Le rapport final de la TRC l’a reconnue responsable de violations des droits de l’homme. En principe, puisqu’elle n’a pas demandé l’amnistie ni demandé pardon devant la TRC, elle était exposée à un procès. Mais celui-ci n’a jamais eu lieu, pas plus que celui qu’aurait dû subir Mangosuthu Buthelezi, chef des nationalistes zoulous, pour les mêmes raisons de statu quo politique.
L’une des voix les plus critiques de l’ANC
En avril 2003, Winnie Madikizela-Mandela a été poursuivie et condamnée à quelques mois de prison avec sursis pour fraude – des prêts octroyés à des employés fictifs de la Ligue des femmes de l’ANC, qu’elle présidait. Elle avait dû démissionner de toutes ses fonctions politiques, ce qui ne l’avait pas empêchée de faire son retour en 2009, sous la présidence de Jacob Zuma. De nouveau élue députée et membre des instances exécutives de l’ANC, elle s’était vite désolidarisée de l’équipe gouvernementale et était vite redevenue l’une des voix les plus critiques de l’ANC.
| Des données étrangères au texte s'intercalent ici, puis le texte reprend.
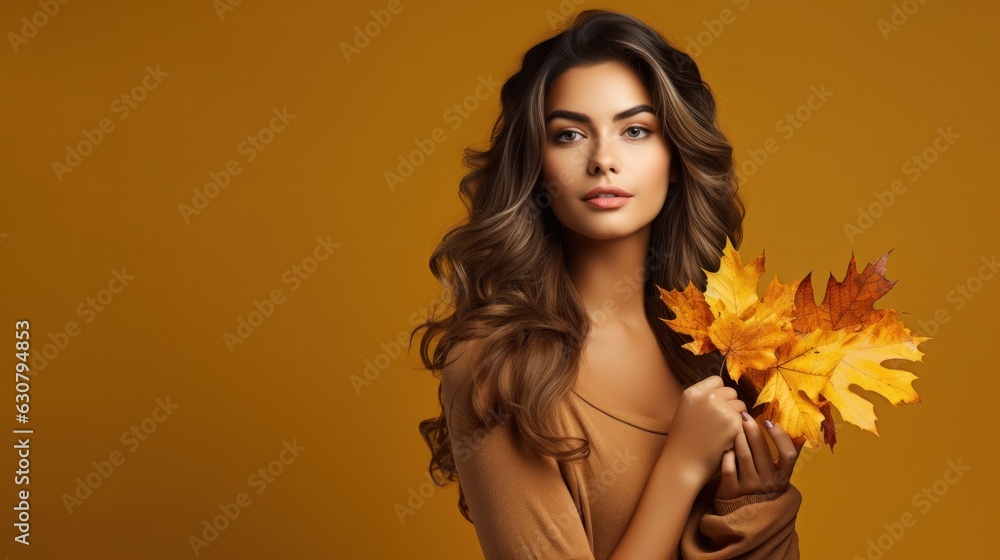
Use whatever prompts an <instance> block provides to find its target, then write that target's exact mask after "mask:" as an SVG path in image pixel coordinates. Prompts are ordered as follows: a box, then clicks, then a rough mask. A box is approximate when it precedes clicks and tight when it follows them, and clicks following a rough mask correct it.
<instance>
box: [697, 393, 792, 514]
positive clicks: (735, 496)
mask: <svg viewBox="0 0 1000 560" xmlns="http://www.w3.org/2000/svg"><path fill="white" fill-rule="evenodd" d="M762 432H763V430H762V429H761V428H760V426H759V425H758V424H757V422H756V421H755V420H754V419H753V418H752V417H751V416H750V415H749V414H747V413H746V412H744V413H743V431H741V432H740V433H738V434H737V435H736V440H735V447H734V448H733V449H730V450H728V451H726V452H725V453H724V454H723V456H722V466H721V470H722V480H721V482H719V487H718V488H717V489H716V493H715V497H716V498H718V499H720V500H730V499H733V498H738V497H740V496H745V495H748V494H769V493H772V492H784V491H785V489H786V488H788V481H789V479H790V478H791V476H792V469H793V468H794V467H795V461H796V460H797V459H798V458H799V452H800V451H801V450H802V445H803V444H804V443H805V436H799V437H797V438H795V439H792V438H791V437H789V435H788V434H787V433H786V432H785V430H783V429H782V428H781V425H780V424H775V425H774V427H772V428H769V429H768V435H767V437H770V438H771V441H772V442H774V446H775V447H776V448H777V450H778V460H777V462H775V460H774V458H773V457H772V456H771V450H770V449H768V447H767V440H765V439H764V438H765V436H764V434H763V433H762Z"/></svg>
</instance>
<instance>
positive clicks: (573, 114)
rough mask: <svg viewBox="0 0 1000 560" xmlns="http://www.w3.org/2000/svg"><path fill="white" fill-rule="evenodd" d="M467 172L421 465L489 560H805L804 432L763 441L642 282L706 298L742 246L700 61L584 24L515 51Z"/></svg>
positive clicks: (735, 202) (721, 154) (616, 20)
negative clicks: (798, 464) (481, 141)
mask: <svg viewBox="0 0 1000 560" xmlns="http://www.w3.org/2000/svg"><path fill="white" fill-rule="evenodd" d="M466 164H467V165H468V166H469V167H470V168H471V169H472V171H471V172H470V173H469V174H468V175H466V176H465V177H464V178H463V179H462V181H461V184H460V193H461V195H462V197H463V200H464V202H465V204H466V206H467V208H468V211H469V219H468V222H467V223H465V224H463V225H460V226H458V227H456V228H454V229H452V230H451V231H449V232H448V233H446V234H445V236H444V239H443V240H442V242H441V244H440V245H439V246H438V247H437V249H436V250H435V251H434V253H433V255H432V256H431V259H430V267H431V271H432V272H433V273H434V275H435V276H436V277H437V278H438V279H439V280H440V281H441V282H442V284H443V285H444V287H445V294H446V295H447V296H449V298H450V299H451V302H450V303H451V304H452V305H451V306H450V307H452V310H453V312H452V313H451V314H450V315H449V316H447V317H443V318H438V317H435V316H433V315H434V314H432V317H429V318H428V320H427V322H426V323H424V324H422V325H420V326H418V327H417V329H415V332H416V331H418V330H420V329H426V333H425V336H424V337H423V339H422V340H421V346H420V353H421V357H422V359H423V361H424V364H425V366H426V367H427V368H428V369H430V370H441V372H442V373H441V385H440V391H439V401H440V404H441V406H442V413H441V415H440V416H439V417H437V418H433V419H428V420H425V421H423V422H422V423H421V425H420V430H421V434H422V435H423V437H424V439H425V441H426V442H427V444H428V445H429V446H430V448H431V451H432V454H433V457H432V459H431V464H430V472H431V474H432V475H435V474H436V475H437V477H436V480H437V481H438V484H441V485H444V484H446V483H447V482H448V481H458V482H459V507H460V510H461V511H462V514H463V515H464V516H465V517H466V519H468V520H469V521H471V522H473V523H474V526H475V529H476V532H477V535H478V537H479V541H480V544H481V545H482V548H483V552H484V553H485V555H486V557H487V558H489V559H494V558H496V559H509V558H595V559H605V558H612V559H614V560H621V559H659V558H662V559H668V558H684V559H694V558H706V559H707V558H713V559H718V558H737V557H738V558H747V559H751V558H783V559H792V558H798V557H799V551H798V537H797V534H796V532H795V525H794V522H795V517H796V515H797V512H798V508H799V505H800V503H801V495H800V494H799V492H798V490H797V489H796V488H795V487H794V486H792V485H791V484H789V482H788V478H789V476H790V474H791V472H792V468H793V466H794V463H795V459H796V458H797V457H798V453H799V449H800V446H801V444H802V440H801V439H799V440H797V441H793V440H792V439H790V438H789V436H788V435H787V434H786V433H785V432H783V431H782V430H781V427H780V426H778V425H774V426H769V427H768V428H767V429H766V430H763V429H762V428H760V427H759V426H758V425H757V423H756V422H755V421H754V420H753V419H752V418H751V417H750V416H749V415H747V414H746V412H747V408H748V406H752V405H753V403H754V400H755V399H756V394H755V393H754V390H753V388H752V387H750V386H748V385H745V384H743V382H742V381H741V383H740V384H734V383H733V382H732V380H731V379H729V378H728V377H725V376H724V375H726V372H725V369H724V368H722V367H720V366H721V363H720V360H719V358H718V356H717V355H716V356H715V357H714V358H713V357H706V356H696V355H694V354H691V353H690V352H688V351H687V350H684V349H682V348H681V347H680V346H681V344H683V343H684V342H686V341H685V340H684V339H683V337H680V336H679V335H677V334H676V333H674V332H673V331H671V330H670V329H669V327H667V326H666V325H665V324H664V323H663V321H661V320H660V318H659V317H666V318H672V314H671V313H670V311H669V310H668V308H667V307H666V306H665V305H663V304H662V302H661V301H660V300H659V297H658V290H657V286H661V287H663V288H665V289H671V288H677V289H682V288H683V287H684V286H686V285H687V283H688V281H689V280H691V281H693V282H694V283H695V285H697V286H699V288H701V289H702V290H704V288H705V282H706V276H705V274H704V271H703V269H705V270H714V269H715V268H716V267H717V266H718V262H719V259H720V256H721V254H722V249H723V247H724V246H725V240H726V237H727V236H728V237H729V238H731V239H732V240H733V243H734V244H735V245H736V246H738V245H739V243H740V240H741V237H742V219H743V215H744V207H743V205H742V203H741V201H740V199H739V197H738V195H737V193H736V184H735V174H734V167H733V159H732V148H731V146H730V144H729V143H728V142H727V141H726V139H725V137H724V136H723V134H722V133H721V132H720V131H719V129H718V128H717V125H716V122H715V102H714V99H713V96H712V93H711V91H710V89H709V88H708V86H707V85H706V84H704V83H703V82H702V80H701V76H700V73H699V71H698V68H697V66H696V64H695V63H694V61H693V60H692V59H691V58H689V57H688V56H687V55H685V54H684V53H682V52H680V51H678V50H676V49H674V48H673V47H671V46H670V45H669V44H668V43H667V42H666V41H665V40H664V38H663V37H662V36H660V35H659V34H658V33H657V32H655V31H654V30H652V29H651V28H649V27H648V26H647V25H645V24H644V23H642V22H641V21H639V20H637V19H635V18H633V17H631V16H628V15H624V14H619V13H615V12H608V11H602V10H588V11H584V12H581V13H580V14H579V15H578V16H577V17H576V19H575V20H574V22H573V24H572V25H571V27H570V28H569V29H567V30H566V31H564V32H562V33H560V34H558V35H556V36H555V37H552V38H550V39H547V40H545V41H543V42H541V43H539V44H538V45H535V46H534V47H532V48H531V49H529V50H528V52H527V53H526V54H525V56H524V58H523V61H522V67H521V69H520V70H519V71H518V72H516V73H515V74H514V75H513V76H511V77H510V78H509V79H508V80H507V81H506V82H505V83H504V85H503V88H502V90H501V114H500V116H499V119H498V121H497V123H496V125H495V126H494V128H493V133H492V138H491V143H490V147H489V148H488V149H487V150H485V151H482V152H479V151H475V150H471V149H470V150H467V155H466ZM415 332H414V334H415ZM436 338H439V340H438V342H437V345H436V347H435V348H434V350H433V351H431V343H432V341H433V340H434V339H436ZM720 371H721V372H722V373H723V374H724V375H716V374H717V373H719V372H720ZM765 431H766V432H768V433H767V434H766V435H765V433H764V432H765ZM767 438H770V439H771V441H772V442H773V445H774V446H775V448H776V449H777V451H778V454H779V458H778V460H777V461H775V460H774V459H773V457H772V454H771V452H770V451H769V449H768V441H767Z"/></svg>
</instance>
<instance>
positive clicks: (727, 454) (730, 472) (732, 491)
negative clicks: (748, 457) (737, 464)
mask: <svg viewBox="0 0 1000 560" xmlns="http://www.w3.org/2000/svg"><path fill="white" fill-rule="evenodd" d="M719 469H720V470H721V471H722V479H721V480H720V481H719V488H718V489H717V490H716V491H715V494H716V497H718V498H720V499H723V500H728V499H732V498H735V497H737V496H739V495H740V491H739V490H740V483H739V480H738V479H737V473H736V453H735V452H733V450H732V449H727V450H726V452H725V453H723V454H722V465H721V466H720V467H719Z"/></svg>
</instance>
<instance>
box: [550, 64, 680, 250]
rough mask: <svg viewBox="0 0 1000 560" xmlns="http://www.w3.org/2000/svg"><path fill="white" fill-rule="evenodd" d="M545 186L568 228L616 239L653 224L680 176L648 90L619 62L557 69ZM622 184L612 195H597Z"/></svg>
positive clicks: (551, 201)
mask: <svg viewBox="0 0 1000 560" xmlns="http://www.w3.org/2000/svg"><path fill="white" fill-rule="evenodd" d="M545 119H546V122H545V136H546V140H545V149H544V157H543V162H542V181H543V183H542V186H543V188H544V189H545V190H546V191H547V192H548V194H549V196H550V197H551V204H552V211H553V212H554V213H555V215H556V218H558V219H559V221H560V222H561V223H562V224H563V226H565V227H566V228H568V229H570V230H572V231H574V232H576V233H578V234H580V235H583V236H586V237H589V238H592V239H614V238H618V237H624V236H627V235H630V234H632V233H634V232H636V231H638V230H640V229H642V228H643V227H645V226H647V225H649V224H650V223H651V222H652V221H653V218H655V217H656V215H657V214H659V212H660V209H661V208H662V207H663V203H664V201H665V200H666V198H667V183H668V182H675V181H676V180H677V170H676V169H673V168H672V166H671V161H670V144H669V143H668V141H667V140H666V138H665V136H664V134H663V131H662V130H661V128H662V127H661V126H660V119H659V118H658V117H657V116H656V115H655V114H654V113H653V103H652V101H651V100H650V97H649V92H647V91H646V88H645V86H643V84H642V82H641V81H640V80H639V77H638V76H637V75H636V74H635V72H634V71H633V70H632V69H631V68H629V67H628V66H626V65H624V64H622V63H621V62H617V61H611V62H602V63H600V64H595V65H591V66H577V67H574V68H570V69H568V70H566V71H565V72H563V73H562V74H560V75H559V77H557V78H556V79H555V80H554V81H553V82H552V84H551V87H550V88H549V91H548V92H547V94H546V97H545ZM597 187H616V188H617V189H620V191H619V193H618V194H619V195H622V196H617V197H614V198H604V197H598V198H592V199H591V200H590V201H588V200H587V199H588V198H591V197H593V196H595V193H594V192H593V189H595V188H597Z"/></svg>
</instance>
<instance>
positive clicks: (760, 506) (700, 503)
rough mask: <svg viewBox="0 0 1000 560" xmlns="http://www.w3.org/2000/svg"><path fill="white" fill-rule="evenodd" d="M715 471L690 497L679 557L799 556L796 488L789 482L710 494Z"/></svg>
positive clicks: (799, 500)
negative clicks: (716, 497)
mask: <svg viewBox="0 0 1000 560" xmlns="http://www.w3.org/2000/svg"><path fill="white" fill-rule="evenodd" d="M719 480H720V477H715V478H713V479H712V480H711V481H709V483H708V484H707V485H705V487H704V489H702V492H701V493H700V494H699V495H698V498H697V499H696V500H695V505H694V508H693V510H692V511H691V517H690V518H689V519H688V521H687V525H686V526H685V527H684V534H683V535H682V536H681V542H680V548H679V550H680V558H682V559H683V560H717V559H724V558H738V559H740V560H799V537H798V533H797V532H796V531H795V521H796V518H797V516H798V512H799V506H800V505H801V504H802V494H801V493H800V492H799V490H798V488H796V487H795V486H794V485H793V484H789V485H788V487H787V488H786V489H785V491H784V492H774V493H770V494H750V495H747V496H740V497H739V498H734V499H730V500H719V499H713V496H714V495H715V491H716V488H717V487H718V485H719Z"/></svg>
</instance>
« Faiseuse de rois », elle était courtisée par tous les poids lourds du parti en raison de son énorme popularité, restée intacte malgré ses démêlés avec la justice. Winnie Madikizela-Mandela incarne en effet aux yeux de ses compatriotes noirs les très longues années de souffrances endurées sous l’apartheid. L’ancien président Thabo Mbeki avait sollicité son soutien pour s’imposer à la succession de Nelson Mandela, puis s’était brouillé avec elle.
Forte tête et rompue au jeu politique, cette figure controversée a fait l’objet de nombreuses biographies et d’un film « non autorisé » (Winnie, du Sud-Africain Darrell Roodt, sorti en 2011 au Canada). Celle qui fut le visage et la voix de la lutte contre l’apartheid, puis l’une des pièces de l’équilibre politique de la « nouvelle » Afrique du Sud, s’en est allée. Reste à savoir si le président Cyril Ramaphosa, avec qui elle ne s’entendait pas depuis le temps des dérives de sa milice à Soweto, voudra bien organiser pour elle des funérailles nationales.